Commentary

In the UK, more than 73% of mothers start breastfeeding,1 with the WHO recommending exclusive breastfeeding up to six months of age.2 It is thought that breastfeeding can promote better occlusal development but there is dispute within the literature. The aim of this review was to look at the evidence on the possible effects of breastfeeding (BF) on different malocclusion traits in the primary and mixed dentition.

An extensive database search was carried out with no restriction on language or publication date. Both prospective and retrospective studies were included; with randomised controlled trials, case-control studies and cohort studies reviewed. Thirty-one observational studies were included in the qualitative analysis, and nine in the meta-analysis. It is not stated if data extraction was carried out independently and by whom. The quality of the studies was assessed using the Newcastle Ottawa Scale independently by two reviewers and was found to be moderate to high for all studies. Odds ratios were calculated for associations between different lengths of BF and different malocclusion traits and where studies were combined weighted OR was calculated.

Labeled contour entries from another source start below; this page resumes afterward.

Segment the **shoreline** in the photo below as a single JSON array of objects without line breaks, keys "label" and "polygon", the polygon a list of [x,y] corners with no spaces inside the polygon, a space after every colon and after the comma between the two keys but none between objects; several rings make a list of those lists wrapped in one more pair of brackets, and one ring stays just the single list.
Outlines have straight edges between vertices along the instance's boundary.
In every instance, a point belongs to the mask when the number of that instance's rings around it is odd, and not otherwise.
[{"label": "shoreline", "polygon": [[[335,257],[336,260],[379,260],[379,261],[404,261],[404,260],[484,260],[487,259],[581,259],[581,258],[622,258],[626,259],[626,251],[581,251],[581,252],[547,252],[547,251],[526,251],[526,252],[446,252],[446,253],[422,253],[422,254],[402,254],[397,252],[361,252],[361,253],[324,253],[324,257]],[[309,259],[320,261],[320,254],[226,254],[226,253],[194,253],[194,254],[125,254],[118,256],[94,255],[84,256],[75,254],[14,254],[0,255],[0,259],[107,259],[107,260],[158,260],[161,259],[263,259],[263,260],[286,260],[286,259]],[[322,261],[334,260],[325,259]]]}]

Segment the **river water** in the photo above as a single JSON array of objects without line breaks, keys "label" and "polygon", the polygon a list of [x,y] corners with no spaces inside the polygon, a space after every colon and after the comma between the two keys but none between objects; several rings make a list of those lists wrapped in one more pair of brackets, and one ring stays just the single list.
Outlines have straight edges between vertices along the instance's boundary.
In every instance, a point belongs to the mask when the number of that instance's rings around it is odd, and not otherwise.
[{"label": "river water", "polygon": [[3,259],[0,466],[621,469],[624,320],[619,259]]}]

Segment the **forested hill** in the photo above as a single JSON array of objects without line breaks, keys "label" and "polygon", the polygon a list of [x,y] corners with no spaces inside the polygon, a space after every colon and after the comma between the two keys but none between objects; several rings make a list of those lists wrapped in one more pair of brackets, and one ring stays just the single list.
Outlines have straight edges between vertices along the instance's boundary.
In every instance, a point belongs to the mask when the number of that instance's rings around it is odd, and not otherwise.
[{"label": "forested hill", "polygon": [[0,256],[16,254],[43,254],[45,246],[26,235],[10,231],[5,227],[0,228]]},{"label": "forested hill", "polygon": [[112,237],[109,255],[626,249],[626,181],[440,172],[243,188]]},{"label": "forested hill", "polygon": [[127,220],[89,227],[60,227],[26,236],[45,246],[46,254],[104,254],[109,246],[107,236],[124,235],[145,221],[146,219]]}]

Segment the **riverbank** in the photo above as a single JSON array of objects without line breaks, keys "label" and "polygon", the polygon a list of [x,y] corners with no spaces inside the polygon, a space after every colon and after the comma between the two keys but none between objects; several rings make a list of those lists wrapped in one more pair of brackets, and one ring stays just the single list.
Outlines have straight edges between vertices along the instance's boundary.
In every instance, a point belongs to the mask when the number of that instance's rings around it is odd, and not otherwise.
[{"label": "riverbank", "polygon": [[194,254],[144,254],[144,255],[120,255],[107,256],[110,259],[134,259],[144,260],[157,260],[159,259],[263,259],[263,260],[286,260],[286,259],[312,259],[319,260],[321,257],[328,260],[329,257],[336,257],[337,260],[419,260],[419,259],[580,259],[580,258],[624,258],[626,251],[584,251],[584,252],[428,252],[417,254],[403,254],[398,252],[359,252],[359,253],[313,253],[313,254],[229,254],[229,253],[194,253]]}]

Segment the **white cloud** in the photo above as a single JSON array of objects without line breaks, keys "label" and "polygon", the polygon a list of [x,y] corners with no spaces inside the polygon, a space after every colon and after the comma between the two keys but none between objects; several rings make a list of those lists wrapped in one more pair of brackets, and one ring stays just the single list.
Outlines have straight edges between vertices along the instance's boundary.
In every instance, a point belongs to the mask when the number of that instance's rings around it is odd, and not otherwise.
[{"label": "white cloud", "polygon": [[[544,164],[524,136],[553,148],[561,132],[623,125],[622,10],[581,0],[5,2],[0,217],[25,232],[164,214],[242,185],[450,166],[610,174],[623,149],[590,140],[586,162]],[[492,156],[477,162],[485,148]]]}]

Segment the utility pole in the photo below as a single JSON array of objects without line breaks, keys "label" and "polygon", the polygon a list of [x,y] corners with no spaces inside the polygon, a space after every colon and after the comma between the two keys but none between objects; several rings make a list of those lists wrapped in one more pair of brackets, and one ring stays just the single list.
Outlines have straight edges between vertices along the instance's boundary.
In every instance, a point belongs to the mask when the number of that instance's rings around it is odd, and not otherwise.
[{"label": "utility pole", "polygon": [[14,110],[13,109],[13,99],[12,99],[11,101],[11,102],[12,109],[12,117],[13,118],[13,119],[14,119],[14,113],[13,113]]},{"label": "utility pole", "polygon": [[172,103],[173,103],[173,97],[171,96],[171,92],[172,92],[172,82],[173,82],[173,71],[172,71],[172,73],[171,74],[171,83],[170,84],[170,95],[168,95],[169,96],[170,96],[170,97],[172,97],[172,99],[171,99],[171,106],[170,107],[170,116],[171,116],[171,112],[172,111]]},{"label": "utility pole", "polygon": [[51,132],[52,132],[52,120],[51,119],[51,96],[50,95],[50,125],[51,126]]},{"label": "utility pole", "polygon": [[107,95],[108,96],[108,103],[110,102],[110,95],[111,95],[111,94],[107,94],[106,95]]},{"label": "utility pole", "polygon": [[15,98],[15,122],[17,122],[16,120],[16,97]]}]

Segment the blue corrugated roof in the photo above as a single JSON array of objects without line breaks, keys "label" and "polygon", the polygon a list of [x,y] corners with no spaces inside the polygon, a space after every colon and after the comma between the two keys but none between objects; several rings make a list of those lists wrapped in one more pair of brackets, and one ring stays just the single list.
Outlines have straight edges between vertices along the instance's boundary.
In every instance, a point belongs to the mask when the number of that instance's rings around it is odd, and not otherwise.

A detailed summary of qualitative information was given with the following observations; posterior crossbite is more prevalent in the primary and mixed dentition in children who had received no breastfeeding or BF for up to six months. Open bites are more common in children with no BF or only a few months of BF. The evidence was mixed in support of BF reducing Class 2 malocclusions, improving occlusal development and aiding spaced dentitions.

There were multiple results from the quantitative analyses, with the main ones being; children who were not BF had an increased chance of posterior crossbite, this chance increased with prolonged BF. There was no association between BF duration and open bite. Children who were BF for more than six months had less Class 2 relationships, but were less likely to have spaced dentitions.

The authors recognise the limitations of the results of this systematic review, due in large to the types of studies identified. They are aware of the possible recall bias of parents regarding lengths of time children were BF, if BF was exclusive or the possibility of a confounding issue such as use of a pacifier. Due to the heterogeneity of the studies comparability was difficult. The authors acknowledge the need for prospective studies, eliminating any possible confounders. However, they do conclude that BF is a protective factor against posterior crossbites and Class 2 malocclusions in primary and mixed dentition, with the protective effect increasing with months of BF. This is a bold statement to make in view of the limited low level of evidence. Also, it would be interesting to know how many children go on to develop a crossbite in the permanent dentition as this is when the majority of orthodontic treatment occurs in the UK. Does the ‘protective factor’ wear off?

Although the methodology of the systematic review is sound, few conclusions should be drawn from it.